LA INVASIÓN

En la antiséptica Sala del Consejo se entronizó una cabeza emplumada

y, como si nada hubiera ocurrido en mil años, volvió a reinar allí un silencio estruendoso

que el fuego iba a romper con su única palabra

sobre la piedra de los sacrificios.

Los eternos muchachos de siempre adoptaron la postura ritual,

desnudos hasta la cintura con los pies sobre la mesa, masticando tabaco

sus tatuajes hablaban por ellos, esos tesoros de la infancia

eran el mismo número de una revista ilustrada

y al final de la historia allí estaban reunidos

esperando el resultado de la elección de su víctima.

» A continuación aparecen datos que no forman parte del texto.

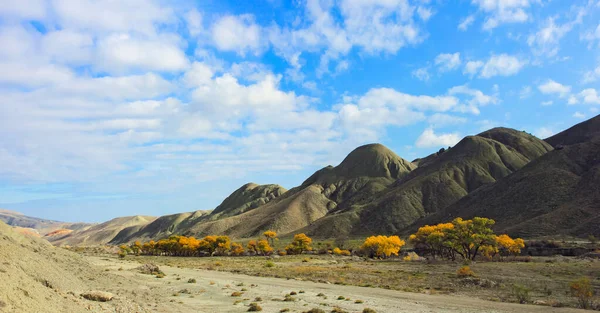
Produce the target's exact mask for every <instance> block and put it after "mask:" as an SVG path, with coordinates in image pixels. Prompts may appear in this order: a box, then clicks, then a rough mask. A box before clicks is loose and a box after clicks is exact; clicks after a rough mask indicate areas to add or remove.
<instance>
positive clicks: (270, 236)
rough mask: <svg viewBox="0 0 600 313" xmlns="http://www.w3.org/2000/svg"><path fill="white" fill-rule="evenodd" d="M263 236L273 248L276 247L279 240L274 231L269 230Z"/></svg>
mask: <svg viewBox="0 0 600 313" xmlns="http://www.w3.org/2000/svg"><path fill="white" fill-rule="evenodd" d="M263 236H265V238H266V239H267V240H268V241H270V242H271V245H272V246H275V240H276V239H277V233H276V232H275V231H273V230H267V231H266V232H264V233H263Z"/></svg>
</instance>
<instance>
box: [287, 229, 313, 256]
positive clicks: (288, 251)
mask: <svg viewBox="0 0 600 313" xmlns="http://www.w3.org/2000/svg"><path fill="white" fill-rule="evenodd" d="M285 250H286V251H287V253H288V254H302V252H304V251H311V250H312V239H311V238H310V237H308V236H306V234H304V233H301V234H296V235H294V240H292V242H291V243H290V244H289V245H288V246H287V247H286V248H285Z"/></svg>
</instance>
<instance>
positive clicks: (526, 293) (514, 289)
mask: <svg viewBox="0 0 600 313" xmlns="http://www.w3.org/2000/svg"><path fill="white" fill-rule="evenodd" d="M529 291H531V289H529V288H527V287H525V286H523V285H518V284H515V285H513V287H512V294H513V296H514V297H515V298H517V302H519V303H521V304H523V303H527V302H529V301H530V300H531V298H530V297H529Z"/></svg>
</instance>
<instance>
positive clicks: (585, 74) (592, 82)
mask: <svg viewBox="0 0 600 313" xmlns="http://www.w3.org/2000/svg"><path fill="white" fill-rule="evenodd" d="M598 78H600V66H598V67H596V68H595V69H594V70H592V71H588V72H585V74H583V80H582V83H584V84H589V83H593V82H595V81H596V80H598Z"/></svg>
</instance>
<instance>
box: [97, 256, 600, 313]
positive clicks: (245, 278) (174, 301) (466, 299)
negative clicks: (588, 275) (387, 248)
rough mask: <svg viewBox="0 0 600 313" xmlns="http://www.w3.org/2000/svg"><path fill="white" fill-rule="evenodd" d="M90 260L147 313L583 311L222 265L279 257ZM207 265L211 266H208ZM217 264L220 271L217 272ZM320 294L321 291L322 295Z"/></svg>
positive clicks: (241, 263) (321, 260) (118, 293)
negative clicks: (181, 312)
mask: <svg viewBox="0 0 600 313" xmlns="http://www.w3.org/2000/svg"><path fill="white" fill-rule="evenodd" d="M86 259H88V260H89V261H90V262H91V263H92V264H93V265H94V266H97V267H100V268H101V269H103V270H104V271H106V272H107V273H110V274H111V275H118V276H121V277H120V278H123V279H122V280H123V281H127V284H124V285H121V284H119V285H113V286H106V287H107V289H108V290H106V291H110V292H112V293H114V294H115V295H116V296H117V297H127V298H129V299H132V300H134V301H135V302H137V303H139V304H143V306H144V309H146V310H147V311H148V312H211V313H212V312H246V311H248V304H250V303H252V302H257V303H258V304H259V305H260V306H261V307H262V308H263V310H262V312H280V311H281V310H282V309H286V308H288V309H290V310H289V312H303V311H308V310H310V309H312V308H320V309H322V310H324V311H325V312H331V310H333V309H334V308H335V307H339V308H341V309H342V310H344V311H347V312H362V310H363V309H364V308H367V307H368V308H371V309H374V310H375V311H376V312H379V313H381V312H579V310H576V309H570V308H553V307H548V306H539V305H520V304H515V303H504V302H493V301H486V300H481V299H477V298H474V297H470V296H467V295H461V294H458V295H440V294H425V293H417V292H403V291H398V290H389V289H382V288H369V287H359V286H348V285H339V284H332V283H330V282H321V283H320V282H312V281H307V280H297V279H285V278H275V277H256V276H249V275H244V274H238V273H232V272H228V271H226V270H233V271H236V270H235V269H233V268H232V267H231V265H230V264H225V263H223V262H232V263H233V262H237V263H239V264H240V266H248V268H250V269H252V268H253V265H252V264H250V265H249V264H248V261H250V262H251V263H252V262H255V263H256V264H260V265H261V269H260V270H261V271H263V272H264V274H265V275H269V274H277V273H279V271H280V270H282V269H285V268H286V265H284V264H282V263H281V262H284V261H283V260H279V259H278V260H275V262H274V263H275V267H273V268H268V267H264V264H265V262H266V260H265V258H262V257H255V258H167V257H133V256H128V257H127V258H126V259H125V260H120V259H117V258H114V257H102V256H87V257H86ZM248 259H250V260H248ZM282 259H287V260H286V261H285V262H288V263H290V264H294V265H296V264H295V263H294V262H296V261H297V262H298V263H299V264H298V265H299V266H304V267H306V268H307V270H308V271H310V270H311V268H315V267H318V265H316V264H315V263H317V264H318V262H325V261H327V262H328V264H333V262H331V260H327V259H326V258H324V259H323V260H320V259H314V260H310V261H309V262H302V260H300V259H298V258H295V257H286V258H282ZM348 260H350V258H348ZM146 262H153V263H156V264H159V266H160V268H161V270H162V271H164V273H165V274H166V276H165V277H164V278H156V277H155V276H152V275H144V274H140V273H138V272H137V271H136V270H135V268H136V267H138V266H140V264H141V263H146ZM306 263H309V264H306ZM311 263H313V264H311ZM363 263H365V264H366V263H370V262H363ZM396 263H400V262H396ZM167 264H170V265H171V266H169V265H167ZM207 264H208V265H210V266H209V267H210V268H213V270H207V269H206V268H207ZM290 264H288V265H287V270H290V271H289V272H290V274H294V273H295V272H294V271H293V270H292V267H291V265H290ZM590 264H594V263H590ZM353 266H355V265H353ZM365 266H372V265H365ZM376 266H377V265H376ZM595 266H596V267H597V266H598V262H595ZM215 267H216V269H218V270H214V269H215ZM383 268H385V266H384V267H382V269H383ZM475 268H477V267H475ZM384 270H385V269H384ZM277 275H279V274H277ZM294 275H295V274H294ZM298 277H302V275H298ZM189 279H195V280H196V282H195V283H188V280H189ZM120 280H121V279H120ZM478 288H479V287H478ZM292 291H294V292H296V293H297V294H296V295H293V296H292V297H293V298H294V300H295V301H283V300H284V297H285V295H286V294H289V293H290V292H292ZM301 291H302V292H301ZM234 292H240V293H242V295H241V296H239V297H233V296H232V293H234ZM319 294H322V295H321V296H318V295H319ZM323 295H324V296H323ZM340 297H344V300H341V299H340V300H338V298H340ZM257 298H260V299H257ZM346 299H349V300H346ZM357 300H361V301H359V302H362V303H356V302H357Z"/></svg>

Se hizo la señal de la cruz de la espada.

Se desenjauló al águila heráldica en la puerta del servicio, aconsejándole que hiciera una carnicería con calma

sin perder una pluma delatora. Se tomaron otras medidas absurdas.

Se trajo el lavamanos a la mesa del joven emperador para unas manos ensangrentadas de tinta.

Se acusó recibo de sus cartas asesinas, en un inglés tropical terriblemente obsequioso.

Afuera se marcaba el mal paso en sordina. Se esperó todavía unas horas en el patio

por si allí arriba se olvidaban de algo.

Y los mercenarios entonaron el himno

de la jauría en dirección a la isla.